Based on contracts identified between Brazilian states and the Federal District, the third issue would be how to face the growing inequality between states regarding access to health services, risk factors, and health outcomes. The authors question whether these differences are a simple observation of different stages of the epidemiological transition that results from the distinct population size and composition between states. The main issue here is that inequality increases health problems and influences sociodemographic characteristics, leading to a continuous cycle.

In this case, despite all the arguments that inequalities should focus on individuals and small areas, it is correct and ethically necessary to target control policies, but not enough anymore.

If the State does not implement intersectoral public policies to directly combat the main causes of poverty, inequality and its severe effects on the occurrence of chronic diseases will greatly affect the vulnerable classes of the Brazilian population. This issue in the central point of the debate, and we need to support it with studies like this one, with scientifically advance the understanding of this complex relationship.

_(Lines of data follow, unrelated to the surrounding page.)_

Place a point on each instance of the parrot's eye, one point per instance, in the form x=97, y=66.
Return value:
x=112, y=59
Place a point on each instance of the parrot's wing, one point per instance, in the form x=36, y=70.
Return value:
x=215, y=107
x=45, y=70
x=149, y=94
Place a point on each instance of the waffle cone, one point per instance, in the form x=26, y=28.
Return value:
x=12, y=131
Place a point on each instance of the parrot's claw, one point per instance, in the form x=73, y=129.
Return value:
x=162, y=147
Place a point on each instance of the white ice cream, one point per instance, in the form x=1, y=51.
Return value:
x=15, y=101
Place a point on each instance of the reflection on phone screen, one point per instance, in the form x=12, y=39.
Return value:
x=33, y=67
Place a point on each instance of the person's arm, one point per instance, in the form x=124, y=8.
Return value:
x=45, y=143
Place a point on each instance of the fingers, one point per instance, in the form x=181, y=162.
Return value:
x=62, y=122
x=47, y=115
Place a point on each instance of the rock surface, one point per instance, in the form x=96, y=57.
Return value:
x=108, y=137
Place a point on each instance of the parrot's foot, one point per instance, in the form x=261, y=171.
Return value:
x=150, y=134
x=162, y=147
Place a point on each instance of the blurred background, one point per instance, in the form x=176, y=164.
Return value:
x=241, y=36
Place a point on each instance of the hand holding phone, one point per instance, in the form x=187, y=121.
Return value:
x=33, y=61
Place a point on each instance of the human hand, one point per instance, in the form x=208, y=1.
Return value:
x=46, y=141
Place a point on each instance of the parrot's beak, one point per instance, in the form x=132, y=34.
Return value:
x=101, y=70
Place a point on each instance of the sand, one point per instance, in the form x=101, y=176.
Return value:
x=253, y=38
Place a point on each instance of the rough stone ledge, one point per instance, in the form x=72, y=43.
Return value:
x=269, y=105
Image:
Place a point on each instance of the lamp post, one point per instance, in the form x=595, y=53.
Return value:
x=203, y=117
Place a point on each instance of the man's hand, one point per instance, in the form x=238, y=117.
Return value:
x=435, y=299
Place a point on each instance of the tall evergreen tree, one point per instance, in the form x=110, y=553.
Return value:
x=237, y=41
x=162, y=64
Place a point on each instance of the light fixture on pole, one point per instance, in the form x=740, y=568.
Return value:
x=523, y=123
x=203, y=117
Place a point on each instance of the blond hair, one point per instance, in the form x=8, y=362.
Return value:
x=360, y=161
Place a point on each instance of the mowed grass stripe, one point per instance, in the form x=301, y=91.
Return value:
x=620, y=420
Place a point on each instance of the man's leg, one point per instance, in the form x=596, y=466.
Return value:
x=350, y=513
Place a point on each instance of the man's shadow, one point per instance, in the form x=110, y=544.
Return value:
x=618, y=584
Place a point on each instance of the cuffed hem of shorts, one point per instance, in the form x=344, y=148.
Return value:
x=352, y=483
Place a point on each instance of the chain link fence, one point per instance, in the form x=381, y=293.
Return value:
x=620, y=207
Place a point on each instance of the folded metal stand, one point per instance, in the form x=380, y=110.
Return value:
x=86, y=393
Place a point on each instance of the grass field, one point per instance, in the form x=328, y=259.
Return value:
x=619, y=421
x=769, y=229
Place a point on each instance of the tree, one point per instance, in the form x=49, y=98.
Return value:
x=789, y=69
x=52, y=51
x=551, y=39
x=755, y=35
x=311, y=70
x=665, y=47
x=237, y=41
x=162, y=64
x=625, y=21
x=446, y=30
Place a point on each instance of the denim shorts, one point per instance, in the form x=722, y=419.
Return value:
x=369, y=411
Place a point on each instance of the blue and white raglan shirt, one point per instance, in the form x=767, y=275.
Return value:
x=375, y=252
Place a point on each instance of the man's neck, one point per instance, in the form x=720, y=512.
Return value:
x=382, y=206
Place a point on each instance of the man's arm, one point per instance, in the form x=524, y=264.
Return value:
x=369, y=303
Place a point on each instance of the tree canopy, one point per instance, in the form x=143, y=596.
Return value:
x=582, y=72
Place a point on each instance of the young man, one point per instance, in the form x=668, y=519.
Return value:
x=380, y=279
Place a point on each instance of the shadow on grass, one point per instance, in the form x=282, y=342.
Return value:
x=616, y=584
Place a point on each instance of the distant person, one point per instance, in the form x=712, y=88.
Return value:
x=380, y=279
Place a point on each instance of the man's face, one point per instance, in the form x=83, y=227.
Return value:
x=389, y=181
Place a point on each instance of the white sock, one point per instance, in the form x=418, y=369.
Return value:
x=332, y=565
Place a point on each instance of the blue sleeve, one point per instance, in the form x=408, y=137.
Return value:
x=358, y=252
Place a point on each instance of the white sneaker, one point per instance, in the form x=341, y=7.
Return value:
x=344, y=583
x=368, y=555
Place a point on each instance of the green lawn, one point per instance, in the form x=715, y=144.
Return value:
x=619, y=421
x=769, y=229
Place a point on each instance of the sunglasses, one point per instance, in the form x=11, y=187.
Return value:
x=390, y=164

1.   Macinko J, Mullachery PH. Education-related health inequities in noncommunicable diseases: an analysis of the Brazilian National Health Survey, 2013 and 2019. Cad Saúde Pública 2022; 38 Suppl 1:e00137721.
2.   Beltrán-Sánchez H, Andrade FCD. Time trends in adult chronic disease inequalities by education in Brazil: 1998-2013. Int J Equity Health 2016; 15:139.
3.   Machado CV, Azevedo e Silva G. Political struggles for a universal health system in Brazil: successes and limits in the reduction of inequalities. Global Health 2019; 15 Suppl 1:77.
4.   Hone T, Mirelman AJ, Rasella D, Paes-Sousa R, Barreto ML, Rocha R, et al. Effect of economic recession and impact of health and social protection expenditures on adult mortality: a longitudinal analysis of 5565 Brazilian municipalities. Lancet Glob Health 2019; 7:e1575-83.
5.   Rasella D, Hone T, Souza LE, Tasca R, Basu S, Millet C. Mortality associated with alternative primary healthcare policies: a nationwide microsimulation modelling study in Brazil. BMC Med 2019; 17:82.
6.   Souza LEPF, Paim JS, Teixeira CF, Bahia L, Guimarães R, Machado CV, et al. Os desafios atuais da luta pelo direito universal à saúde no Brasil. Ciênc Saúde Colet 2019; 24:2783-92.